- The Washington Times - Thursday, February 18, 2016

Sen. Bernard Sanders of Vermont is staying neutral on whether Apple is correct in refusing the FBI help to break into the iPhone of San Bernardino, California, shooter Syed Rizwan Farook.

“I am very fearful in America about Big Brother, and that means not only the federal government getting into your emails or knowing what books you’re taking out of the library, or private corporations knowing everything there is to know about you in terms of you health records, your banking records, your consumer practices. I worry about that very very much,” Mr. Sanders said during a town hall hosted by MSNBC on Thursday.

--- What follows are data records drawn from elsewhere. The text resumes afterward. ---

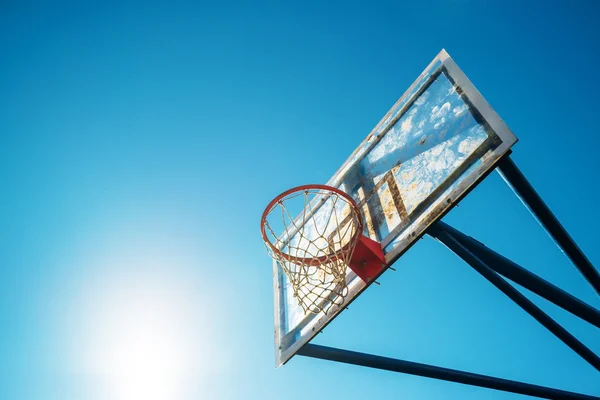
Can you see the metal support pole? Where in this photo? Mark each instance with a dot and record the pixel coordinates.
(455, 246)
(527, 194)
(525, 278)
(430, 371)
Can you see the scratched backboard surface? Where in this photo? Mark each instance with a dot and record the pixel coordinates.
(427, 152)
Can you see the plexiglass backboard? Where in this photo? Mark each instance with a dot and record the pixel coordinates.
(438, 141)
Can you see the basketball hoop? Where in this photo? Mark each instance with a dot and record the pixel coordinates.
(314, 232)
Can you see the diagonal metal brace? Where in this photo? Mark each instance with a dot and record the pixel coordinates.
(527, 305)
(431, 371)
(532, 200)
(525, 278)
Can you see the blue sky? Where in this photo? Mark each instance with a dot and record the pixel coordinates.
(140, 142)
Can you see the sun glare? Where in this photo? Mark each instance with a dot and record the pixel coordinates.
(144, 337)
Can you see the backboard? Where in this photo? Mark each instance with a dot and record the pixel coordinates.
(435, 144)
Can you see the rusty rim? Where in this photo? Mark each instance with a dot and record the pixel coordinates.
(314, 260)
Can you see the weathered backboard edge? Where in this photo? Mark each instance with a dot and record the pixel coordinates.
(282, 351)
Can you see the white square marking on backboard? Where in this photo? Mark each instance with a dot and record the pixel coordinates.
(428, 151)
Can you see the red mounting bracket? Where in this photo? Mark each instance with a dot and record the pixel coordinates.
(368, 259)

“I also worry about the possibility of the terrorist attack against our country, and frankly, there is a middle ground that can be reached,” Mr. Sanders said. “There has got to be a balance. But count me in as someone who is a very strong civil libertarian who believes we can fight terrorism without undermining our constitutional rights and our privacy rights.”

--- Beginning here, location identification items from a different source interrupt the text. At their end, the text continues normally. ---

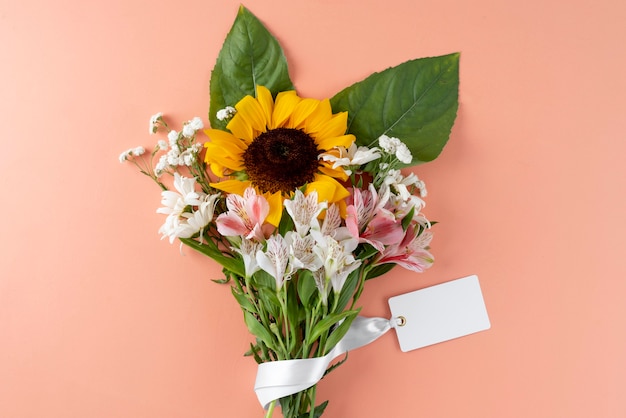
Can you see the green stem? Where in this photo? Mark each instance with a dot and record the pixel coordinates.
(313, 392)
(270, 410)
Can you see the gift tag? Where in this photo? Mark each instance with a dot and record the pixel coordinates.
(439, 313)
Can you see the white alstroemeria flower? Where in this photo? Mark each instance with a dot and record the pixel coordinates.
(187, 157)
(172, 136)
(301, 255)
(154, 122)
(275, 260)
(322, 284)
(304, 210)
(175, 203)
(353, 156)
(226, 113)
(199, 218)
(132, 152)
(248, 250)
(400, 184)
(337, 259)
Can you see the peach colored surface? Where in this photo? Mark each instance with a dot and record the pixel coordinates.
(99, 318)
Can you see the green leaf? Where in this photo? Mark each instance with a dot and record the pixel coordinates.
(406, 221)
(347, 291)
(250, 56)
(415, 101)
(317, 413)
(325, 324)
(306, 287)
(379, 270)
(339, 332)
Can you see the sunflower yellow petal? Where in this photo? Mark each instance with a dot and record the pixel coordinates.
(338, 173)
(264, 97)
(250, 119)
(286, 101)
(328, 189)
(329, 143)
(317, 119)
(240, 128)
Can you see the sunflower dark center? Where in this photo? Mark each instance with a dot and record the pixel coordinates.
(281, 159)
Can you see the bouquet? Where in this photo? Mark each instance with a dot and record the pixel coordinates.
(300, 200)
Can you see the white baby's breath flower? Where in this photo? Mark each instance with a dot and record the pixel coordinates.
(403, 153)
(161, 166)
(388, 144)
(187, 158)
(172, 136)
(199, 218)
(226, 113)
(175, 205)
(154, 122)
(196, 123)
(162, 145)
(125, 155)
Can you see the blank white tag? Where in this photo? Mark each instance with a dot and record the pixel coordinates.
(439, 313)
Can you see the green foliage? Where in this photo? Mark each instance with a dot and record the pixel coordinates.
(250, 57)
(324, 325)
(415, 101)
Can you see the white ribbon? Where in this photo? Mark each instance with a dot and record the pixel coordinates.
(277, 379)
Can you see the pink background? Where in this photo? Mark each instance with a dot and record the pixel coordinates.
(99, 318)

This week a federal judge ordered Apple to bypass security functions on the iPhone used by Farook, one of the terrorists in the December mass shootings of 14 people in California. Apple has refused to cooperate, saying the order would set a “chilling precedent.” Apple pledged to fight aggressively against government efforts to “weaken the security” of consumer technology products.

Lawmakers on both sides of the aisle have demanded that Apple cooperate with the federal government in their investigation.

In an interview with PBS yesterday, Sen. Dianne Feinstein, the vice chair of the Senate Select Committee on Intelligence and a Democrat from California, told Apple they should comply with the court order, saying the information found on the phone could prevent future acts of terrorism. Mrs. Feinstein said that if Apple didn’t comply, she and her colleagues would introduce a law to compel them to.